Samsung Introduces Phone With Hard Drive
swight1701 writes "It is being reported that Samsung has shown what it claims is the world's first mobile phone that incorporates a hard drive. The model, V5400, is integrated with a 1" hard drive with 1.5GB of capacity. Other features of the phone include - 2.2" LCD display, an MP3 player, electronic book reader, and Korean-English dictionary. Samsung has also included a built-in microphone to enhance the audio in the phone's camcorder feature. The included dual-speakers allow the user to listen to music with a 3D appeal."

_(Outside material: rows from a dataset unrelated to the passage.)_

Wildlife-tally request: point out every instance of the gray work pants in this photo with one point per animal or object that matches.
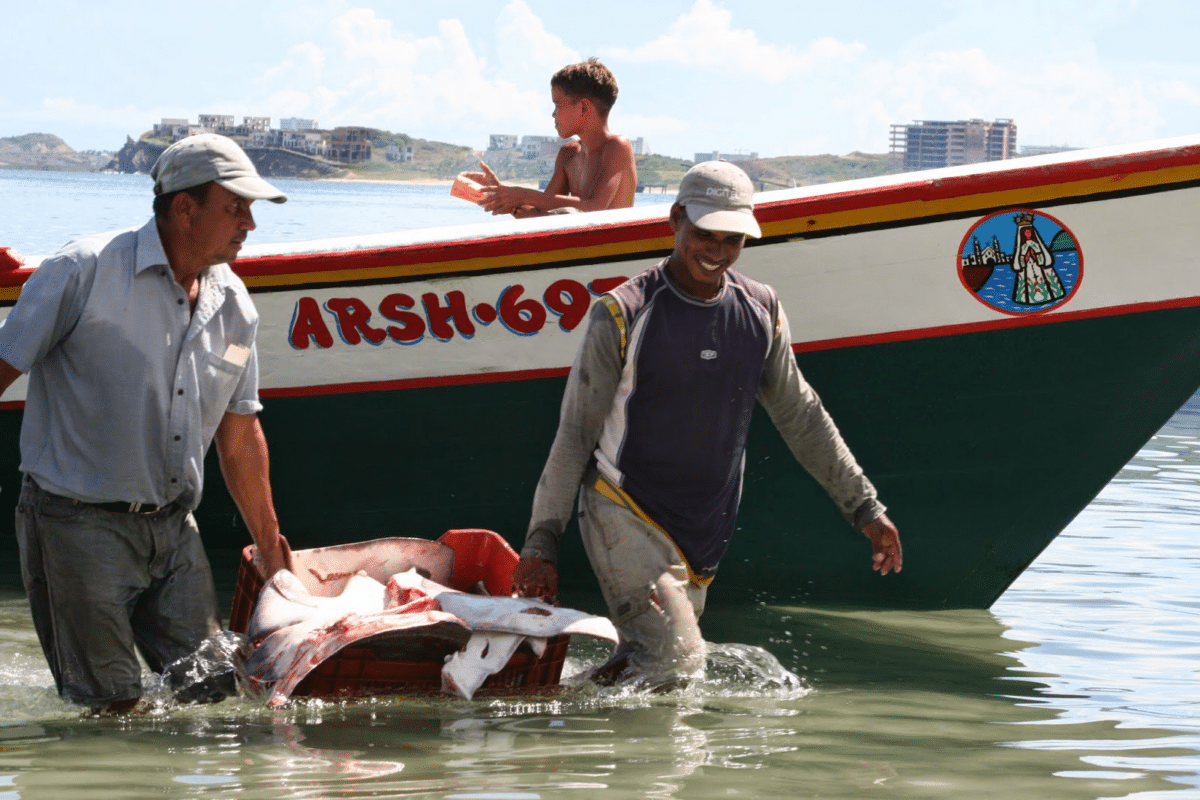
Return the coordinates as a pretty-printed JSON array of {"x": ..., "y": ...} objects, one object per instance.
[
  {"x": 645, "y": 583},
  {"x": 103, "y": 587}
]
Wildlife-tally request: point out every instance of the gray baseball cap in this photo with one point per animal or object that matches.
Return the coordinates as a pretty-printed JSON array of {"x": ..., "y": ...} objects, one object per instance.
[
  {"x": 210, "y": 157},
  {"x": 719, "y": 196}
]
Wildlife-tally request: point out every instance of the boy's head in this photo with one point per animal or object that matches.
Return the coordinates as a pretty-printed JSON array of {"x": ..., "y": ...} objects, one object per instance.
[{"x": 588, "y": 79}]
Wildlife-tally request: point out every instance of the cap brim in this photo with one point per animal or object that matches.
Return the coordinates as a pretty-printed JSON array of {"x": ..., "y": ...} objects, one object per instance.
[
  {"x": 738, "y": 222},
  {"x": 253, "y": 188}
]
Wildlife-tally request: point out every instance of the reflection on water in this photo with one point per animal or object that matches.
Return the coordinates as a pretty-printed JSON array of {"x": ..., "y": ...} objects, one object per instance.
[{"x": 1080, "y": 683}]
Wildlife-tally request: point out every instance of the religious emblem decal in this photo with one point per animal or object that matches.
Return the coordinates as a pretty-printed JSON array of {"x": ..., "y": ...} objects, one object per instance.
[{"x": 1020, "y": 262}]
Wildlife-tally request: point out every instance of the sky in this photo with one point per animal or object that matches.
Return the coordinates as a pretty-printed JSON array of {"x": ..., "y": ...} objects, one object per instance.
[{"x": 774, "y": 78}]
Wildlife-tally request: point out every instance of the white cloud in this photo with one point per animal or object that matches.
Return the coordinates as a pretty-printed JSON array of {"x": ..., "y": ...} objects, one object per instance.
[
  {"x": 432, "y": 86},
  {"x": 528, "y": 53},
  {"x": 705, "y": 38}
]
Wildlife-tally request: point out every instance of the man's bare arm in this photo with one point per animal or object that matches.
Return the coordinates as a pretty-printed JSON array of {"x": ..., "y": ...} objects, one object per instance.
[{"x": 245, "y": 463}]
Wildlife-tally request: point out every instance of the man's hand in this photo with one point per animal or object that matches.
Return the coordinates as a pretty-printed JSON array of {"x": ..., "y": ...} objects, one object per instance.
[
  {"x": 276, "y": 555},
  {"x": 535, "y": 578},
  {"x": 885, "y": 543}
]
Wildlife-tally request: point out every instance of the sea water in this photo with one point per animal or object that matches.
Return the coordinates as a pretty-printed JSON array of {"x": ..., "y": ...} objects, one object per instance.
[{"x": 1081, "y": 681}]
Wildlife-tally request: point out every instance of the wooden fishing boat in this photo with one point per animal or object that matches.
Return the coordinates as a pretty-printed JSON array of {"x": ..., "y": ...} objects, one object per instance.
[{"x": 995, "y": 342}]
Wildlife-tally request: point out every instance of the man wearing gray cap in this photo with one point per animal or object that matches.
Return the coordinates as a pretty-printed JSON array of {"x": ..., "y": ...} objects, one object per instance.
[
  {"x": 653, "y": 429},
  {"x": 139, "y": 347}
]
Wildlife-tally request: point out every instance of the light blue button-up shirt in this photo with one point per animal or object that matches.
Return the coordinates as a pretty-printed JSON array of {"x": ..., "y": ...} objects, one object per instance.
[{"x": 126, "y": 384}]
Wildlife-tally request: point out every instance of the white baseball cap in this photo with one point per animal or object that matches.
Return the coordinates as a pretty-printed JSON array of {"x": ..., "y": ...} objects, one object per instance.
[
  {"x": 719, "y": 196},
  {"x": 210, "y": 157}
]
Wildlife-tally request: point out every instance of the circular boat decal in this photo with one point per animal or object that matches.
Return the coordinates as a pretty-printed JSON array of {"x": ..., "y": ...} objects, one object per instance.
[{"x": 1020, "y": 262}]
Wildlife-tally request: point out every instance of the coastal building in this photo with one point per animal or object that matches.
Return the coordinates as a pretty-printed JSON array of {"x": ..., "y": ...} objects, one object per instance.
[
  {"x": 540, "y": 146},
  {"x": 725, "y": 156},
  {"x": 502, "y": 142},
  {"x": 349, "y": 144},
  {"x": 930, "y": 144},
  {"x": 397, "y": 152},
  {"x": 297, "y": 124}
]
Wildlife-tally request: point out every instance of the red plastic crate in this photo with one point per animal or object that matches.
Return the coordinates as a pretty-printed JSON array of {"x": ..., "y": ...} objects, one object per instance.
[{"x": 479, "y": 557}]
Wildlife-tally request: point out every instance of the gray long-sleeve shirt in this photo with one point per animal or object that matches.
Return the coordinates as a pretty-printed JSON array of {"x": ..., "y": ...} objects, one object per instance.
[{"x": 617, "y": 390}]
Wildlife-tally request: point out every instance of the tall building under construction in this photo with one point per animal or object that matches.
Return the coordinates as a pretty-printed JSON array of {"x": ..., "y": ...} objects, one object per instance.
[{"x": 929, "y": 144}]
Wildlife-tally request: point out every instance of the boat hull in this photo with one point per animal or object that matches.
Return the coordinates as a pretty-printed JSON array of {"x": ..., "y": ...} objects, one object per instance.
[{"x": 412, "y": 388}]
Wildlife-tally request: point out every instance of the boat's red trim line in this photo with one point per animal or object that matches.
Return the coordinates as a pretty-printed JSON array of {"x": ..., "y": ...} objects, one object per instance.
[
  {"x": 821, "y": 214},
  {"x": 802, "y": 347},
  {"x": 815, "y": 346}
]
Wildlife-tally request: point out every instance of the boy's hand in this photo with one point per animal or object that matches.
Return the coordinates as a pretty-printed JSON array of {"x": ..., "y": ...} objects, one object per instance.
[
  {"x": 485, "y": 178},
  {"x": 502, "y": 199}
]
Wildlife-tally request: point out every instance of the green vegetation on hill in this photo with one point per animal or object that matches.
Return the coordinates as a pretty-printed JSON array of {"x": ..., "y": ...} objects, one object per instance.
[
  {"x": 47, "y": 151},
  {"x": 809, "y": 170},
  {"x": 443, "y": 161}
]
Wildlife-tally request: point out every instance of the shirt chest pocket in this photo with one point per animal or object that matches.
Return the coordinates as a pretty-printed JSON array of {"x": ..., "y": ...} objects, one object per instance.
[{"x": 219, "y": 382}]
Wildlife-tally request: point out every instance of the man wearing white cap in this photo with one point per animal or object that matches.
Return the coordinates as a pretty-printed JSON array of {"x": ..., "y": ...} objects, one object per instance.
[
  {"x": 653, "y": 429},
  {"x": 139, "y": 347}
]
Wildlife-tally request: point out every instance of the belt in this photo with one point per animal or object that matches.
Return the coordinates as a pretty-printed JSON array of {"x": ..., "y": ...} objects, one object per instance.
[
  {"x": 125, "y": 507},
  {"x": 119, "y": 506}
]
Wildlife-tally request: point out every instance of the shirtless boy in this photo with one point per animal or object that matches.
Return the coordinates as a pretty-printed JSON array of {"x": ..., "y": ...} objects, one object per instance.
[{"x": 592, "y": 173}]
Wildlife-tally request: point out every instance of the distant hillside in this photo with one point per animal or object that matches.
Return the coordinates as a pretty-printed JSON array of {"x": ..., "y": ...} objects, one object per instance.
[
  {"x": 437, "y": 161},
  {"x": 47, "y": 151},
  {"x": 664, "y": 173},
  {"x": 809, "y": 170}
]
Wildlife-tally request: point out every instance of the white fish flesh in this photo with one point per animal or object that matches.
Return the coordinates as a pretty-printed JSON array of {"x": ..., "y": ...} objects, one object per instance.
[{"x": 295, "y": 631}]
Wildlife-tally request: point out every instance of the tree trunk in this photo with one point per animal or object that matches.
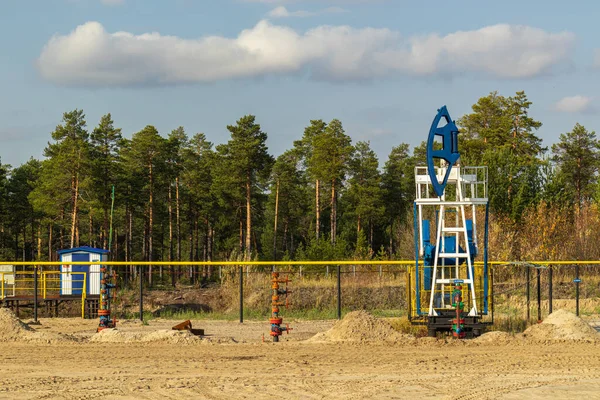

loid_void adds a link to this Reuters story, too.
There is a picture here
To understand this sort of thing, you have to accept that everyone in Europe (and I suspect the Far East) has a mobile and carries it everywhere . Actually, that's not true but it's very close, and the younger the person, the more likely they will be to have a phone (down to a point, of course). As far as electronic devices that you carry all the time are concerned, the mobile phone won. In the UK at least, you may well see people with PDAs, but everyone has a phone. Therefore, there is a market for phones which do more. Given that people will always carry their phone, there is the potential for the phone to assimilate the MP3 player, for example. Or the PDA. Or a radio. Or a walkie-talkie. I'm sure you get the general idea. Like it or not, manufacturers have finally found an electronic device that most people want to carry with them all the time.
Reality is defined by the maddest person in the room
That depends. A lot of people seem to have taken to the earbud phones. Depending on the model, even a good share of headphone audiophiles use them. That doesn't mean they are for me though.
It's on the flip lid, according to this photo on Engadget.
For more information, click here.
The HDD is faster and able to be written more times?
A 1GB SD card is faster than a mechanical, for reading or writing. And in a phone, it will accumulate "burned out" bits (after 1M writes) slower than a HD accumulates bad inodes. And it's a lot tougher when you drop it, while drawing a lot less power, generating less heat, and using less space. Although the gyroscopic HD might have some advantages turning the phone into a force-feedback 3D mouse.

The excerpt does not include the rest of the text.